I was born in 1946, and grew up near Kirkstall in Leeds. My childhood was tough: my father was a welder and a bare-knuckle boxer, and my mother was an alcoholic who would sometimes lock me in the coalhouse overnight. I was a bit of a tearaway and would get into fights with other kids.
When I was 10, another lad and I ended up in court after messing about on a museum roof. My mother said she couldn’t look after me any more, and I was sent to Kneesworth Hall Approved School, a residential institution for boys who had committed offences or were beyond parental control, but were considered “highly intelligent”. I was later kicked out for misbehaving, after joyriding a tractor on to RAF land. I continued getting into scraps and ended up in Borstal at one point.
I met my first wife, a nurse, after a motorcycle accident. We married in 1967, and had three children. But when I was 27, I had a bad night of headaches and went to see my doctor. The next thing I knew, I was being driven to the local psychiatric hospital, High Royds. I was handed over but, as far as I was concerned, there was nothing mentally wrong with me. I was there for a month, given psychotropic drugs and eight sessions of electroconvulsive therapy (ECT). It felt like standing with your head against a wall and having a wrecking ball hit you.
Dr John Todd, the psychiatrist, told me there was a small operation they could do that would bring my aggression down quite considerably. He asked me: “How would you like to think that you could harm one of your children?” and bells started ringing in my head. It would turn out to be a lobotomy. I felt powerless to prevent it. I was unconscious for the first stage of the operation, which involved pulling back the skin on my forehead and having two small holes drilled into my skull, before having a nylon ball inserted into each.

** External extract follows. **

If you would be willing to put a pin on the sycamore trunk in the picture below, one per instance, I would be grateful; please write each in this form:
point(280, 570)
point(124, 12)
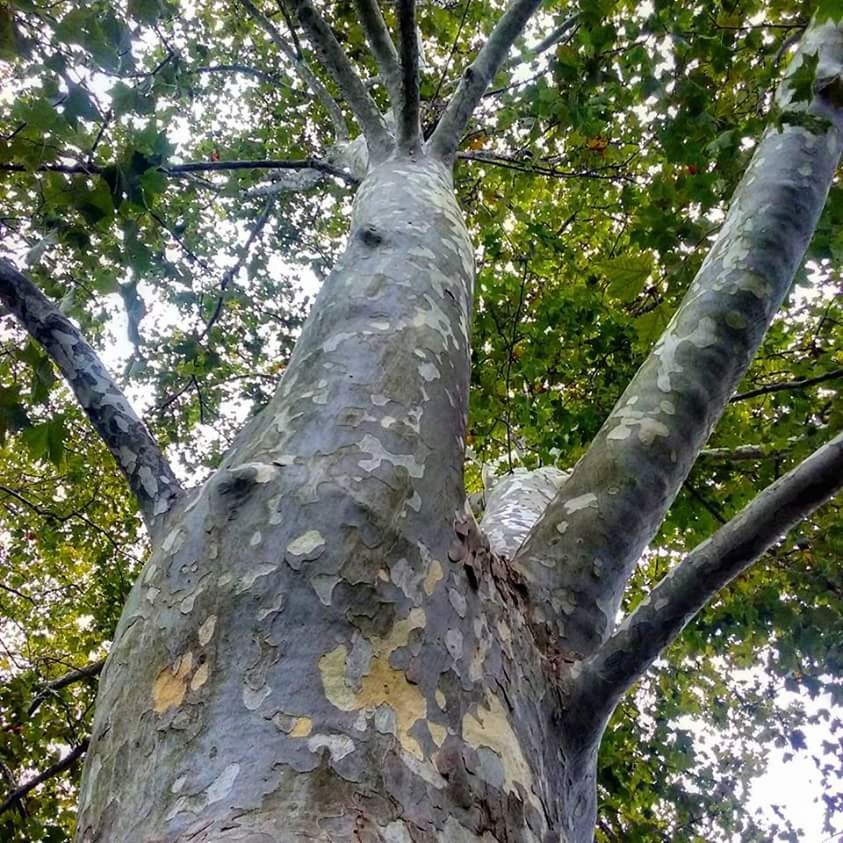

After seeing what they’d done, my then wife wouldn’t give permission for the second stage, which would involve inserting electrodes into my hypothalamus and coagulating it. The neurosurgeon, Mr Arthur Wall, visited my mother late at night to ask her permission, which made me cross as she was always drunk; she wouldn’t have known what she was agreeing to.
During the eight-and-a-half-hour surgery, I was awake, strapped down. I had to keep my eyes open so they could watch my pupils dilating. They wanted to see how I would react as they shot volts through the electrodes into my brain. I was screaming out; I thought they were going to kill me. Wall leaned over me and said: “And I thought you were a tough guy.”
Nine days after the surgery, I was able to go home; I still had the plastic balls protruding halfway out of my forehead. I went back two years later to get them removed and saw Dr Todd again. I hated him and every time I saw him I wanted to punch his face.
I’ll never know why they chose me for the procedure. Wall was trying to cure violence, and I think I was chosen because I was a boxer and because of my previous history. Years later, I sent for my medical records and found a letter from Todd to Wall where he writes that I would be suitable for an operation on my hypothalamus because I had “no gross psychiatric abnormality”. Both doctors have since died.
I was extremely unfortunate: the procedure was carried out only a handful of times in the UK. I’ve written to my local health authority, and my MP has contacted the Department for Health on my behalf. I’ve never been offered a penny in compensation. I still can’t make a whole out of my experience.
At one point, I would get flashbacks of the operation up to 12 times a day. It took a long time for me to be diagnosed with PTSD. It’s still something that affects me. I can’t walk far; I’m jumpy, nervous and have an irregular sleeping pattern.
I met my current wife in a pub and we’ve been together for 38 years. I don’t know what I’d do without her. Even now, we have a date night every Saturday with a nice meal at home. We have seven children between us and a great-great-grandchild on the way. I love spending time with them and I’ve kept all the toys for them to play with. I’ve still got my sense of humour, because, well, what else is there?